The Dow is hanging on by a thread at support of its upward trend line but volume levels indicate that won’t last long. I think we’ll at the very least test 13600 in the coming days.
It’s interesting that the Russell never touched the July highs.
::: Major Indices Performance – The Numbers :::
(Note: volume averages are based on the average over the past 50 days)

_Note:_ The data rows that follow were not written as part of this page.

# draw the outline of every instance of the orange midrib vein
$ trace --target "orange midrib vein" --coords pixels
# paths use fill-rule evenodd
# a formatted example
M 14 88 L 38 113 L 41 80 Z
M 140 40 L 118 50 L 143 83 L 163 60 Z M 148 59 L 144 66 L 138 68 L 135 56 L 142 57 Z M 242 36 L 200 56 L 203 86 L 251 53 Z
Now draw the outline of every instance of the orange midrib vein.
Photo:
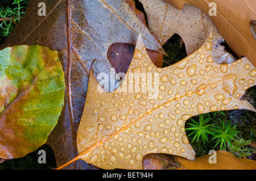
M 225 79 L 224 79 L 225 80 Z M 208 85 L 207 86 L 205 86 L 204 89 L 206 89 L 207 87 L 210 87 L 214 84 L 218 83 L 218 82 L 221 82 L 221 81 L 223 81 L 223 79 L 218 81 L 211 85 Z M 201 90 L 200 90 L 199 91 L 200 91 Z M 73 158 L 72 159 L 70 160 L 69 161 L 68 161 L 68 162 L 64 163 L 64 165 L 59 166 L 59 167 L 57 167 L 57 169 L 56 169 L 56 170 L 60 170 L 63 168 L 64 168 L 64 167 L 65 167 L 66 166 L 73 163 L 73 162 L 82 158 L 82 157 L 85 155 L 85 154 L 88 153 L 88 152 L 93 150 L 95 148 L 97 148 L 99 146 L 101 146 L 103 143 L 105 142 L 106 141 L 108 141 L 108 140 L 110 140 L 111 138 L 112 138 L 114 136 L 122 133 L 122 132 L 125 131 L 125 130 L 127 129 L 128 128 L 129 128 L 131 126 L 132 126 L 133 125 L 134 125 L 136 122 L 141 120 L 142 118 L 143 118 L 144 117 L 145 117 L 148 114 L 151 114 L 153 111 L 154 111 L 156 110 L 158 110 L 158 108 L 159 108 L 160 107 L 162 106 L 164 106 L 165 104 L 175 100 L 175 99 L 180 99 L 185 96 L 189 96 L 191 95 L 193 95 L 194 94 L 196 93 L 196 91 L 193 91 L 192 92 L 191 94 L 189 94 L 189 95 L 186 95 L 185 94 L 183 96 L 180 96 L 179 98 L 174 98 L 169 101 L 167 101 L 166 102 L 164 102 L 163 103 L 162 103 L 162 104 L 159 105 L 158 107 L 155 107 L 155 108 L 152 108 L 150 111 L 147 112 L 145 113 L 144 113 L 144 115 L 143 115 L 142 116 L 141 116 L 141 117 L 138 117 L 137 119 L 136 119 L 135 120 L 134 120 L 133 122 L 131 122 L 130 124 L 127 124 L 126 127 L 123 127 L 122 128 L 121 128 L 120 130 L 119 130 L 118 131 L 116 132 L 115 133 L 111 134 L 110 136 L 109 136 L 108 137 L 106 138 L 105 139 L 98 142 L 98 143 L 94 144 L 94 145 L 92 146 L 91 147 L 90 147 L 89 148 L 87 149 L 86 150 L 84 150 L 84 151 L 82 151 L 82 153 L 81 153 L 79 155 L 78 155 L 77 156 L 76 156 L 75 158 Z

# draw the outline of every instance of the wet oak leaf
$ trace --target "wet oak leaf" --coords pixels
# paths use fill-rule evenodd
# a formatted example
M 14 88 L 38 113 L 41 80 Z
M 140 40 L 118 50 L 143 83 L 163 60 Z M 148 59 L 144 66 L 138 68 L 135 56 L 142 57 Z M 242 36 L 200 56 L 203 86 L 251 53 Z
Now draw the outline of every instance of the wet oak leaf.
M 216 10 L 216 15 L 209 17 L 231 49 L 238 57 L 246 57 L 256 66 L 256 41 L 250 22 L 256 19 L 254 1 L 163 0 L 179 10 L 189 4 L 208 14 Z M 210 3 L 216 3 L 212 7 Z
M 232 153 L 218 150 L 213 153 L 197 157 L 191 162 L 180 157 L 164 154 L 150 154 L 143 157 L 142 162 L 144 170 L 255 170 L 256 161 L 238 158 Z M 216 163 L 213 157 L 216 156 Z
M 163 69 L 151 62 L 139 35 L 126 76 L 112 92 L 98 87 L 92 70 L 77 137 L 80 154 L 57 169 L 78 159 L 105 169 L 142 169 L 143 155 L 153 153 L 193 160 L 196 153 L 185 132 L 187 120 L 219 110 L 255 111 L 241 98 L 255 84 L 256 69 L 246 58 L 232 64 L 214 62 L 212 31 L 210 35 L 196 52 Z M 158 75 L 154 79 L 156 96 L 154 91 L 140 91 L 143 77 L 131 79 L 139 83 L 131 90 L 123 89 L 131 73 L 149 73 L 148 80 Z
M 0 158 L 24 157 L 43 145 L 64 106 L 57 52 L 40 45 L 0 51 Z
M 46 16 L 40 16 L 44 2 Z M 125 0 L 30 0 L 28 10 L 2 48 L 19 44 L 40 44 L 58 52 L 67 85 L 65 105 L 47 144 L 57 166 L 75 157 L 76 133 L 86 95 L 92 63 L 94 70 L 110 71 L 109 47 L 115 43 L 135 45 L 142 28 L 146 47 L 161 52 L 162 47 Z M 78 161 L 66 169 L 94 169 Z

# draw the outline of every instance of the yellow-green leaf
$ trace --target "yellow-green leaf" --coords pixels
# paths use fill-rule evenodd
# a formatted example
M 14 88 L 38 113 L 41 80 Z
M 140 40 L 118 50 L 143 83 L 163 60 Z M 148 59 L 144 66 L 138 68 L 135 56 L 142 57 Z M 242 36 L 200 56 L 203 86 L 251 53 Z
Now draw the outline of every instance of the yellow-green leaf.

Data as of 4:00EST – End of Day October 16th 2007
Nasdaq: DOWN .58% today with volume 2% ABOVE average
Nasdaq ETF (QQQQ) DOWN .47%, volume 52% ABOVE average
Dow: DOWN .51%, with volume 17% ABOVE the average
Dow ETF (DIA): DOWN ..61%, volume 10% BELOW the average
S&P ETF (SPY): DOWN .79%, volume 12% BELOW the average
Russell Small Cap ETF (IWM): DOWN 1.1%, volume 42% BELOW the average
::: SelflInvestors Leading Stocks :::
The Self Investors Leading Stocks Index is comprised of stocks in the Breakout Tracker, which is a database of the fastest growing companies near a breakout or having already broken out of a base. Today’s selling wasn’t particularly intense as indicated by the action in leading stocks. Volume levels did not indicate institutions were dumping large numbers of shares.
Summary:
* Decliners led Advancers 251 to 112
* Advancers were up an average of 1.46% today, with volume 3% ABOVE average
* Decliners were down an average of 1.94% with volume 4% BELOW average
* The total SI Leading Stocks Index was DOWN .89% today with volume 2% BELOW average
::: Where’s the Money Flowing :::
Many investing websites provide leading industries based on price performance alone. However, without accompanying volume levels, this can sometimes be misleading. The only way that I know of to gauge industry/sector strength WITH volume levels is through the analysis of ETF’s. A couple years ago this was not possible, but as more traders/investors use ETF’s they become a much better tool for gauging the health of the market and seeing where the money is flowing (or not flowing). Using the proprietary SelfInvestors Demand Indicator score which measures price and volume movements, I’m able to quickly see which sectors/industries are seeing the greatest inflows of cash. For a detailed look at how I go about gauging sector/industry strength please see the following post: http://selfinvestors.com/si/industry_tracking/
* Current Leading Sectors/Industries (over last 30 trading days):
Gold, Internet Infrastructure, Gold Miners, Software, Agriculture
* Current Lagging Sectors/Industries (over last 30 trading days):
Retail, Homebuilders, Semis
* Today’s Market Moving Industries/Sectors (UP):
Oil
* Today’s Market Moving Industries/Sectors (DOWN):
Home Construction, Biotech, Internet, Financial, Realty, Oil & Gas Services (fairly broad selling today)
::: Stocks :::
The stocks section will be an area where I highlight one stock selected from a group of stocks moving up with volume well above average and most likely breaking out of a base or consolidation. Sorry, short on time tonight so no stock of the day today but you might like to have a look at these leading stocks that above the 50 and 200 day moving averages and moved up with significant volume today:
QMAR, LULU, RICK, TEF, ESLT, DAR, SOLF and RVBD
A Silver Membership at SelfInvestors for just $19.95/month gets you all the tracking tools for leading stocks, IPO’s and ETF’s! More details here.
The volume that has been coming with the down days is what worries me the most. The market has been hitting new highs lately on unimpressive volume, and it has perked up most in these recent down days.